Q: Why did you choose online courses instead of on-campus?
A: As a military family we relocated every two or three years, and my attempt at getting a degree was getting nowhere. Just as soon as I enrolled in college, it was time to move again, and the next college would not accept the credits, so I always ended up with many "floating" credits.
After my husband retired from the Air Force and we settled back in Florida, where I'm originally from, I decided to look into taking all those credits that were floating around and try to turn them into a degree. I probably had enough unusable credits to obtain a PhD! I had to work, but I also wanted a college degree, so I contacted a local university that I knew offered online degrees as well and made an appointment to meet with one of the admissions counselors to go over my college credits.
Q: What were the greatest benefits of earning a health care administration degree online?
A: Completing my degree online was very beneficial because I was able to work and take college classes at the same time, and at my convenience. I could be drinking coffee, eating, watching TV or listening to music at any time of day or night while "attending" class online. Many times I was online working on a paper in my pajamas at 2:00 AM!
Q: What were the challenges of earning your degree online?

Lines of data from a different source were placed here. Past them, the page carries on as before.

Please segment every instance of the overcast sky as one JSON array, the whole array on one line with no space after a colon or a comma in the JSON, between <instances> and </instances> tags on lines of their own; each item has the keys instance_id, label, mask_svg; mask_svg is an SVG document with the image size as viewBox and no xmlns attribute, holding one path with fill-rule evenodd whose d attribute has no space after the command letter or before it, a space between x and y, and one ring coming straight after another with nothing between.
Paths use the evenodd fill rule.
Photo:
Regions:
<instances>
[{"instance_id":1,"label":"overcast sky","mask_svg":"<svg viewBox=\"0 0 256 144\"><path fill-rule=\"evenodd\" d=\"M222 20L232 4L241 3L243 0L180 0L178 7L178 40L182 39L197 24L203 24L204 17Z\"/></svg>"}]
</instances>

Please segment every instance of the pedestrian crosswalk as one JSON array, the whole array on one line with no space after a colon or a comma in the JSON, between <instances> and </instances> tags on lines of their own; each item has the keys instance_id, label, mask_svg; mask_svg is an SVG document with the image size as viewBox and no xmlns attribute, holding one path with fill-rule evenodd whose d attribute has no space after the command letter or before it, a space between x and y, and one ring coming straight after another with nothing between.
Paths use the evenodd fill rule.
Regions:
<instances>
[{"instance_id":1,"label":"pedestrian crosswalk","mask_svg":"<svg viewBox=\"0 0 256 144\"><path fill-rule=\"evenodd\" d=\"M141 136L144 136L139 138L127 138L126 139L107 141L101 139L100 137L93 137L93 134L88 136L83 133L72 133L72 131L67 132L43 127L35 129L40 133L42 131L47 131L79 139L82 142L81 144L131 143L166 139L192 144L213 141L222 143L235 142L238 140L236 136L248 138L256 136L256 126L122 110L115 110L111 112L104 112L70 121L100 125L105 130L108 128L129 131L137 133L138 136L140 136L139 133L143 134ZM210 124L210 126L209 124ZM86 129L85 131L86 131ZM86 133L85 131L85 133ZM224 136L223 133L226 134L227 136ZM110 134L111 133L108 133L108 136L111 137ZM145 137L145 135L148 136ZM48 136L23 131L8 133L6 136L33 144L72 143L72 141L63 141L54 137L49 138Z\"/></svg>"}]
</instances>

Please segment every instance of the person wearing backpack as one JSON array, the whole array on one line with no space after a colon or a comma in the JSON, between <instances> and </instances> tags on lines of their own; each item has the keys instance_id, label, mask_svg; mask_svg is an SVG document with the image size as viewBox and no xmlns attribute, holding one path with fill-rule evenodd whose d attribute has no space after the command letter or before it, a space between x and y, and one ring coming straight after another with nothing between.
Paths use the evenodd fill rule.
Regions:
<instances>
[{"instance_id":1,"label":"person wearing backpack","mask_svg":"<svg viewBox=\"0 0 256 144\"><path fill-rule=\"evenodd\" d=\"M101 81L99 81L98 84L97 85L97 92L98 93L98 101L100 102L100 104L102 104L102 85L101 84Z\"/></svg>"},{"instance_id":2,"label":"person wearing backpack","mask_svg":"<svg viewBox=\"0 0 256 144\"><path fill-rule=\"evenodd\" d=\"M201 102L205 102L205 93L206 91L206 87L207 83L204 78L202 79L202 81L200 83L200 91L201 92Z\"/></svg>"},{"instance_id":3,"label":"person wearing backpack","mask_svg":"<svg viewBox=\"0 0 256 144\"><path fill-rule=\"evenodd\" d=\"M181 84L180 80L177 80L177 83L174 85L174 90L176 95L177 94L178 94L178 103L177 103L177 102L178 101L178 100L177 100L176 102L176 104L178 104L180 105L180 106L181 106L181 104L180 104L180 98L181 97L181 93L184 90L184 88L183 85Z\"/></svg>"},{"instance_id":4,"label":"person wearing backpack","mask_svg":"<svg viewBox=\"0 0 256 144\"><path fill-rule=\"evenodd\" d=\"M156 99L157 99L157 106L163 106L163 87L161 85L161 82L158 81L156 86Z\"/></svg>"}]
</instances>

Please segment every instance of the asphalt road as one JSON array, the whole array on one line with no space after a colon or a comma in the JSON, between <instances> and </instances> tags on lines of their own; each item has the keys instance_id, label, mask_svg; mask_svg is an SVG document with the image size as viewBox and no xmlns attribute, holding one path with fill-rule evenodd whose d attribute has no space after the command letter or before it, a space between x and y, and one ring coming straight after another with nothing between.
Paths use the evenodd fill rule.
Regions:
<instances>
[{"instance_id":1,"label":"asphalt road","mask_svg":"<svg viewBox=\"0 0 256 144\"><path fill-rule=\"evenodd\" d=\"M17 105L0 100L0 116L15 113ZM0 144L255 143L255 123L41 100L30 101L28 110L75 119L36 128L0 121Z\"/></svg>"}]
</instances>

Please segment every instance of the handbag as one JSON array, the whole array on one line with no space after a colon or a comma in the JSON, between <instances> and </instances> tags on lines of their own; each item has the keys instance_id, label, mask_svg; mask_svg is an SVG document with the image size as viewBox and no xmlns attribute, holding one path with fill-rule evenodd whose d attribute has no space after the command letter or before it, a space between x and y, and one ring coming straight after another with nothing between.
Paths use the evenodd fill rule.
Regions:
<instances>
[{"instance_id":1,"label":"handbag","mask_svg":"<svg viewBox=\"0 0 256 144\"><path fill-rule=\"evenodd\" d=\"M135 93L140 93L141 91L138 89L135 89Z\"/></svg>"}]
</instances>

A: I like to interact with the teachers and other students, and I like to ask questions. I'm not a very patient person, so I found it challenging to wait several hours for a reply to one of my questions.
Q: Was that challenge a surprise to you?
A: I had a pretty good idea of what to expect because I had done some research prior to enrolling in the online class.
Q: Did you miss the face-to-face interactions with your fellow students and professors?
A: Yes, many times, but you get used to that eventually.
Q: How did your associate degree help your career?
A: I obtained the knowledge necessary to open a non-profit organization that helps low income and uninsured women receive free mammograms. I was also able to move into administrative positions and receive promotions or a higher pay rate than my coworkers.
Q: What advice would you offer students who are considering an online degree?
A: It's a wonderful way to obtain your degree if you are focused, committed and organized. If you have a tendency to procrastinate and need a little push to meet your deadlines, you may want to consider taking most of your classes on campus, and maybe one class online to "test the waters" and yourself. If you need to work or need more flexibility with your time schedule, taking an online class is the best way to go. This is especially true for young stay-at-home moms.